C’est une très bonne question (rires) ! C’était un peu le défi de ces aventures. J’ai enchaîné deux Vendée Globe, des transatlantiques, tout a été très intense et m’a permis de progresser et de vivre de ma passion, mais je ne suis pas sûre que ce soit la voie de la sagesse ou de la joie sur le long terme. Avec Tanguy, nous avons tous les deux atteint nos objectifs de course, on est fier de la façon dont on a fait les choses, donc ça facilite le travail du retour à terre. Je suis un peu perdue en ce moment, dans le sens positif du terme, j’essaie de faire le vide en moi pour accueillir de nouvelles choses. Ma foi fait partie de ce que j’aimerais travailler, qu’elle fasse davantage partie de mon quotidien et de ma façon d’avancer dans la vie.
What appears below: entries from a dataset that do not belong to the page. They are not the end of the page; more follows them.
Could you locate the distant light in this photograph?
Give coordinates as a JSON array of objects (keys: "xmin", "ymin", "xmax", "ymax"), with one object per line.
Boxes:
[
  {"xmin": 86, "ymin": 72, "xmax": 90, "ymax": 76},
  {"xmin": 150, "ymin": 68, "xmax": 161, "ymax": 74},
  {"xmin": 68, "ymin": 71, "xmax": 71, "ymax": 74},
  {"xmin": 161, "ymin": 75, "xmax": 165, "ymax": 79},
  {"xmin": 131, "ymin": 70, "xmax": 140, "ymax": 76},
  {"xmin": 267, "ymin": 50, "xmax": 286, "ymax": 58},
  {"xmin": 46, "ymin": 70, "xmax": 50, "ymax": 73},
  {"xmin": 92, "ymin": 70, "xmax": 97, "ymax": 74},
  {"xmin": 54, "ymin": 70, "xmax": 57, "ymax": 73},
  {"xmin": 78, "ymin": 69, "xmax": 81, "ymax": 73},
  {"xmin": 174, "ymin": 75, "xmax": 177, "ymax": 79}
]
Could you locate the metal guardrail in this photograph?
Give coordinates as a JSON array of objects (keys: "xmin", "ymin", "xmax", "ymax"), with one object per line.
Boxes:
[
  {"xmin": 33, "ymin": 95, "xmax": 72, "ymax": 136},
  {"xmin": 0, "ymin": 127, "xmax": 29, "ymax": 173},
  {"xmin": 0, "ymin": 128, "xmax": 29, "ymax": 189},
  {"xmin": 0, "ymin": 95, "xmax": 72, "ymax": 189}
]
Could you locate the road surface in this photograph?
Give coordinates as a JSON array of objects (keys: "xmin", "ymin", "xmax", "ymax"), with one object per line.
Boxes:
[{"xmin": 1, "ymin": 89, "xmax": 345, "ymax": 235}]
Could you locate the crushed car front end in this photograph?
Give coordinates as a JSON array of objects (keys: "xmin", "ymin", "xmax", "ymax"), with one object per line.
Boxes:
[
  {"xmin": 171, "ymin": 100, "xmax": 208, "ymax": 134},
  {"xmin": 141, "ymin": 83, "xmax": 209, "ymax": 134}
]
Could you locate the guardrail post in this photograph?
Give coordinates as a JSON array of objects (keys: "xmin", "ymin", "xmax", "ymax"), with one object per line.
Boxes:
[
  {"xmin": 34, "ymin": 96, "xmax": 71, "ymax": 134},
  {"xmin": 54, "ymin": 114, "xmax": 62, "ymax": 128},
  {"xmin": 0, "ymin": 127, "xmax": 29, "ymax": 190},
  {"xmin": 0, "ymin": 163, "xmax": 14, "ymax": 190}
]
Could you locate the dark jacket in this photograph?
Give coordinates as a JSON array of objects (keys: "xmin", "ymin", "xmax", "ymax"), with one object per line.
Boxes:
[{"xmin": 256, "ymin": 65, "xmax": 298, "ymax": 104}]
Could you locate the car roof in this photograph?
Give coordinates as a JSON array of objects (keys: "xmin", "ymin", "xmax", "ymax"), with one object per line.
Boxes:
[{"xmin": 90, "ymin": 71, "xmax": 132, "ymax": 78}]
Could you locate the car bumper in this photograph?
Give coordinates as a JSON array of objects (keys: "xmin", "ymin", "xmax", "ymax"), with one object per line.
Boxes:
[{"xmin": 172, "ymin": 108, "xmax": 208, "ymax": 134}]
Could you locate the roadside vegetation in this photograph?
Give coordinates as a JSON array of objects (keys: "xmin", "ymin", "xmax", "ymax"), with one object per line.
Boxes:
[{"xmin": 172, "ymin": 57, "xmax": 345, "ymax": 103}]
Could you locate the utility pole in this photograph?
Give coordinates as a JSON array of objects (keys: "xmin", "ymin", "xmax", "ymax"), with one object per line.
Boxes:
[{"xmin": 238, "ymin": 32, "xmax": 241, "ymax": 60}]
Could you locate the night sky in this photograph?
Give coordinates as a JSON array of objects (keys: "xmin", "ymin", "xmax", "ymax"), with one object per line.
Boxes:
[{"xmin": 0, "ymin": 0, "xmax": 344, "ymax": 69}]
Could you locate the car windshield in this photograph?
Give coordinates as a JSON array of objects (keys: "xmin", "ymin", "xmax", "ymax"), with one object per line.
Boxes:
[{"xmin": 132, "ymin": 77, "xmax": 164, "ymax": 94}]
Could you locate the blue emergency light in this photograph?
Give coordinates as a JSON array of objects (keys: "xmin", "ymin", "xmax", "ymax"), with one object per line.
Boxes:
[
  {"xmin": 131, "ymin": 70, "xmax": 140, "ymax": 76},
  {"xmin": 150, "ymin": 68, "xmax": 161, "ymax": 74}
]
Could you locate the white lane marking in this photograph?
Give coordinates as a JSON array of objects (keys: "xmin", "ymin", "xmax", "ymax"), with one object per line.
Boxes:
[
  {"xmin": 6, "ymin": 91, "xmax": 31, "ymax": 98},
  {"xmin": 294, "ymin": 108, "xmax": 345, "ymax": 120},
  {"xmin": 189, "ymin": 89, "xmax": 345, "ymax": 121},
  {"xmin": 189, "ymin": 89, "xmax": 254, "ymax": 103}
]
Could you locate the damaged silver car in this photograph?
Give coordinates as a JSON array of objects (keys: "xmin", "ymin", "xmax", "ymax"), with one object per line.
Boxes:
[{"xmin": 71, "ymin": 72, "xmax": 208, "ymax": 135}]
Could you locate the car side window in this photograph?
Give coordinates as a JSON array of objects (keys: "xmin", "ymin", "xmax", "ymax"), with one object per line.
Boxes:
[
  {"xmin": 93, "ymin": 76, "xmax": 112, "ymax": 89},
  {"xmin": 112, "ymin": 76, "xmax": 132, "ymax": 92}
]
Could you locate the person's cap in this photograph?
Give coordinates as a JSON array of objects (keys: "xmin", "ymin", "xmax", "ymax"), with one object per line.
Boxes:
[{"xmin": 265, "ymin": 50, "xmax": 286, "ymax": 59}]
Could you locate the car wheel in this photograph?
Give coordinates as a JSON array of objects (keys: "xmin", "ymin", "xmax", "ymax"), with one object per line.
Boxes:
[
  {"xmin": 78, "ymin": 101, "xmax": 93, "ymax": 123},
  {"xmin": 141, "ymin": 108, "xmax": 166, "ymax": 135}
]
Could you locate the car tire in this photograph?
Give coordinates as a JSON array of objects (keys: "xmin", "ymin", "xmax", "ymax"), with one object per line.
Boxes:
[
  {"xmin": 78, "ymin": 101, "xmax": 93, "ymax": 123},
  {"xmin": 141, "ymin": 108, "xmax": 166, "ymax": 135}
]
Et la suite ? Un troisième Vendée Globe ?
Une part de moi l’envisage, l’autre aspire à changer de projets. Ma famille entre en compte. En ce moment, j’essaie d’équilibrer ma vie pour être un peu moins sur les chapeaux de roues. Je ne suis pas du tout dégoutée de la course au large, mais ça m’aurait presque arrangée de l’être (rires) !
Clarisse Crémer a participé à deux Vendée Globe ainsi qu’à plusieurs transatlantiques.
Elle est mariée à Tanguy Le Turquais, lui aussi skipper.
Ils ont participé tous les deux au Vendée Globe 2024.